Government should be in no doubt that whatever the theoretical safeguards, this group – those in need of support but not in receipt of any - will inevitably be the most disenfranchised by any additional barrier blocking our path to voting. For some this will cause anger and distress. Many others will simply be silenced. Having seen how proud so many people with learning disabilities were to cast their vote in May, it is heart-breaking to think that we could soon be robbed of this experience – not to mention, of course, our democratic right.

If it ain’t broke...

Reducing the accessibility of voting for those with additional needs is even more shocking given that our electoral system has made good progress in recent years.

Having worked as an observer at my local polling stations last election day, I personally witnessed a very effective process in action. People were asked to provide their name and address, so there is already a system of identification in place.

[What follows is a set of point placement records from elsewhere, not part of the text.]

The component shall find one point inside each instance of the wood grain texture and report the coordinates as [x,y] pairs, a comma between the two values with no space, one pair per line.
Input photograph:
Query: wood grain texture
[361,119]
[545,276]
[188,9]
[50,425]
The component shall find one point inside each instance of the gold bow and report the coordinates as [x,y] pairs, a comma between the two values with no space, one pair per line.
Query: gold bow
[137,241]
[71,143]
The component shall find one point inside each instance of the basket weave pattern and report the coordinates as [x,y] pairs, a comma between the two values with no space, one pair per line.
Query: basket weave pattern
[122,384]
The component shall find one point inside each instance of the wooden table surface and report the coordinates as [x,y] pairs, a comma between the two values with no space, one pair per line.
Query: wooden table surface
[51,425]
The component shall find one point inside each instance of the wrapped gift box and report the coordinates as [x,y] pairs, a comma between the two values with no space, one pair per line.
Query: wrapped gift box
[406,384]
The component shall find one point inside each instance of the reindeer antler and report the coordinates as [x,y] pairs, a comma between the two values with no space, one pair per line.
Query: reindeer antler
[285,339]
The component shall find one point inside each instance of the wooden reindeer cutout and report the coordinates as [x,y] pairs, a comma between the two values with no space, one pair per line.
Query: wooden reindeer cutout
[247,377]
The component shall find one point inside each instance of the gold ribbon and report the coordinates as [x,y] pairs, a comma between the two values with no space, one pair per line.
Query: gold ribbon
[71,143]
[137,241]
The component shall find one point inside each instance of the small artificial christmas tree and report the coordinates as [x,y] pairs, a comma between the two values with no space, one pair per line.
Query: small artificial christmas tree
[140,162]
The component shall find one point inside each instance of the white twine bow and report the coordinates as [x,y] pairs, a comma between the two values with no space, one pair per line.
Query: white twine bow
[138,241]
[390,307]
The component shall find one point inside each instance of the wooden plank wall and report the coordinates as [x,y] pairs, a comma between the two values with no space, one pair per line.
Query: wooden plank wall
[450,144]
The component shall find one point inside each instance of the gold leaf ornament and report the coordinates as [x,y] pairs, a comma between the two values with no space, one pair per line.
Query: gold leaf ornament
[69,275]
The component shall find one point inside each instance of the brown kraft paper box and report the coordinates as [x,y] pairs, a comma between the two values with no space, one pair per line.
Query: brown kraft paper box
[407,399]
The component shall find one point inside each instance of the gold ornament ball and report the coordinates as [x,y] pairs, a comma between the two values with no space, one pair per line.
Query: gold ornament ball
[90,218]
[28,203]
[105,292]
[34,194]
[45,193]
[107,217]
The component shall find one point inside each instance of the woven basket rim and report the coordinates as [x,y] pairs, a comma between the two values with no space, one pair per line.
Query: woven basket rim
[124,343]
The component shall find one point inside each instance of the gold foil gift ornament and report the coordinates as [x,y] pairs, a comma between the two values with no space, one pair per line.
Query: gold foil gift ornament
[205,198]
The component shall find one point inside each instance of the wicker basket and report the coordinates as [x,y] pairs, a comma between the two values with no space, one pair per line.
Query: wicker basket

Polling station staff were also incredibly helpful on the day, even explaining what would happen after the polls closed at 10pm. And throughout the process, security was extremely important. Indeed, voting is overwhelmingly secure in the UK.

So why risk effectively disenfranchising so many people with a so-called solution to a problem which we do not seem to have in the first place? Resources would be better spent elsewhere: improving the accessibility of the voter registration process, for instance, or promoting easy-read manifestoes more prominently. Such changes would improve the way voting works in the UK; forcing voters to produce photo ID at the polling station would not.

Democracy under threat

This attempt to introduce compulsory voter ID will not safeguard our democracy. Instead, it will leave it more vulnerable than ever, risking the rights of more than a million adults in the UK who have learning disabilities.

Our voting system is not perfect, but steps can be made to improve accessibility, and the last election showed the progress that had been made. Should the Elections Bill pass, however, we could follow this step forward by taking two highly damaging steps back.